Brutally Direct
The Steve Jobs approach: Product-obsessed, emotionally intense, no corporate jargon.
"I'm sure you realize the asymmetry in the financial resources of our respective companies when you say: 'We will both just end up paying a lot of lawyers a lot of money.'"— Steve Jobs to Palm CEO
The Philosophy
The Steve Jobs tonality is based on internal Apple emails revealed through litigation. It's characterized by an almost uncomfortable level of directness - the kind that comes from someone who genuinely believes their product is better and respects you enough to tell you the truth.
Jobs didn't use filler. He didn't soften. He stated facts, created urgency through vision, and let the product speak. When he needed leverage, he used it openly. When he believed something, he said it with conviction that made you question your doubts.
Key Characteristics
- •Short, declarative sentences. One idea per sentence.
- •No corporate jargon or filler words.
- •High emotional intensity - passion, urgency, even frustration.
- •Product as the hero. Let the work speak.
- •Willing to use power asymmetry as leverage.
When to Use
- • High-stakes deals needing urgency
- • Cutting through bureaucracy
- • Premium product positioning
- • Product-focused technical buyers
When NOT to Use
- • Early relationship building
- • Consensus-driven organizations
- • When you lack product superiority
- • Risk-averse regulated industries
Copy-Paste Prompts
Cold Email Prompt
Write a cold email with Steve Jobs directness
Write a cold email in the Steve Jobs style. Context: - Recipient: [NAME, TITLE at COMPANY] - Their situation: [WHAT YOU KNOW ABOUT THEM] - My product: [WHAT I'M SELLING] - Key differentiator: [WHAT MAKES IT SPECIAL] Steve Jobs Rules: - Short, declarative sentences. One idea per sentence. - No corporate jargon. No filler words. No "I hope this finds you well." - High emotional intensity - passion, urgency, even frustration if warranted - Product as the hero. Let the work speak. - Be willing to challenge their current approach directly - Create urgency through vision, not artificial deadlines - Subject line: 5 words max, no clickbait, states the point The email should feel like it was written by someone who genuinely believes their product is better and respects the recipient enough to be direct about it.
Discovery Call Prompt
Run a discovery call with Jobs-level directness
Generate discovery call questions in the Steve Jobs style.
Context:
- Prospect: [COMPANY NAME]
- Their role: [TITLE]
- What they currently use: [COMPETITOR/CURRENT SOLUTION]

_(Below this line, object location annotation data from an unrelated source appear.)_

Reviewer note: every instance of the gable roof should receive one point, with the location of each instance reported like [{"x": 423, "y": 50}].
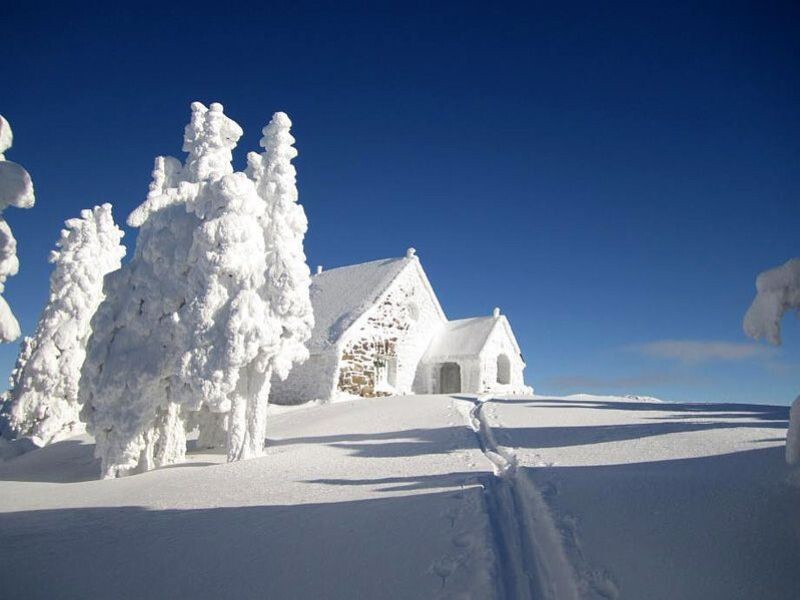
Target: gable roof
[
  {"x": 466, "y": 337},
  {"x": 341, "y": 296}
]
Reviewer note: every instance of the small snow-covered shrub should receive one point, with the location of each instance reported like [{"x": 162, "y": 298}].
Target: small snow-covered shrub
[
  {"x": 16, "y": 189},
  {"x": 43, "y": 399}
]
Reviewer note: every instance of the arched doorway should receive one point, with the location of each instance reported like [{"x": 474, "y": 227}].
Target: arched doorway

- My product: [WHAT I'M SELLING]
Steve Jobs Discovery Rules:
- Cut through politeness to get to truth
- Ask questions that challenge their assumptions
- Don't accept vague answers - push for specifics
- Be passionate about understanding their real problems
- Show genuine curiosity, not scripted interest
- Call out elephants in the room directly
Generate 8 questions that:
1. Challenge their status quo ("Why are you still using...")

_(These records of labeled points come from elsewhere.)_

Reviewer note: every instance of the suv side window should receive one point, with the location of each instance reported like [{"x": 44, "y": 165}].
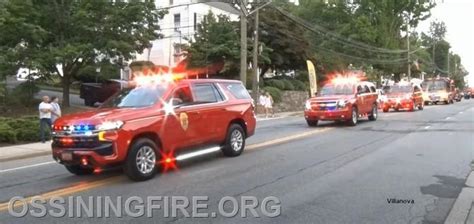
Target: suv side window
[
  {"x": 237, "y": 90},
  {"x": 372, "y": 89},
  {"x": 206, "y": 93},
  {"x": 182, "y": 96}
]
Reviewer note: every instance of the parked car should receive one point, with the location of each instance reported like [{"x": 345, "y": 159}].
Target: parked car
[
  {"x": 148, "y": 127},
  {"x": 343, "y": 99},
  {"x": 96, "y": 93}
]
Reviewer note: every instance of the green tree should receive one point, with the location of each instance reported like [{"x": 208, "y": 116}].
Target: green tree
[
  {"x": 62, "y": 37},
  {"x": 215, "y": 44}
]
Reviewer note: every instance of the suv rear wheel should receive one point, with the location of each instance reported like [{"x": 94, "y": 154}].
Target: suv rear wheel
[
  {"x": 235, "y": 141},
  {"x": 421, "y": 106},
  {"x": 79, "y": 170},
  {"x": 141, "y": 162}
]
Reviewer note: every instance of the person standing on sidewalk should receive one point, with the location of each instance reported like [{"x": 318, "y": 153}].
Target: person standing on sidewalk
[
  {"x": 45, "y": 109},
  {"x": 269, "y": 105},
  {"x": 262, "y": 100},
  {"x": 56, "y": 113}
]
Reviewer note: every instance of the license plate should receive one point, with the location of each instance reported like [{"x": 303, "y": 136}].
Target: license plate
[{"x": 66, "y": 156}]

2. Quantify the pain ("What does that cost you in...")
3. Expose the gap between where they are and where they could be
4. Are short and direct (no compound questions)Objection Handling Prompt
Handle objections with Jobs-level conviction
Help me respond to this objection using Steve Jobs directness: Objection: "[THE OBJECTION THEY RAISED]" Context: - My product: [WHAT I'M SELLING] - Their company: [COMPANY NAME] - Why they're wrong: [THE TRUTH ABOUT THIS OBJECTION] Steve Jobs Objection Rules: - Don't apologize or be defensive - Reframe the conversation around what matters - Use asymmetry of conviction - you believe more than they doubt - Short sentences. No hedging. No "I understand, but..." - If they're wrong, tell them they're wrong (respectfully) - Bring it back to the product and what it does - Create a reality distortion field around your vision The response should make them question their objection, not make me question my product.
LinkedIn Message Prompt
LinkedIn connection request with Jobs brevity
Write a LinkedIn connection request in Steve Jobs style. Context: - Target: [NAME, TITLE at COMPANY] - Why I'm reaching out: [SPECIFIC REASON] - What I offer: [MY VALUE PROP] Steve Jobs LinkedIn Rules: - Under 50 words. Every word earns its place. - No "I'd love to connect" - state what you want - One clear reason to connect - No flattery that isn't earned - Direct about your intent - Make them curious, not comfortable The message should feel like it's from someone important who respects their time.
Example Output
Before (Generic)
"Hi John, I hope this email finds you well! I wanted to reach out because I noticed your company might be interested in solutions that could potentially help streamline your workflow processes. Would you be open to a quick call to discuss?"
After (Jobs Style)
"John - Your engineering team is wasting 20 hours a week on deployment. I can show you how Acme ships 10x faster with half the ops burden. 15 minutes. Thursday?"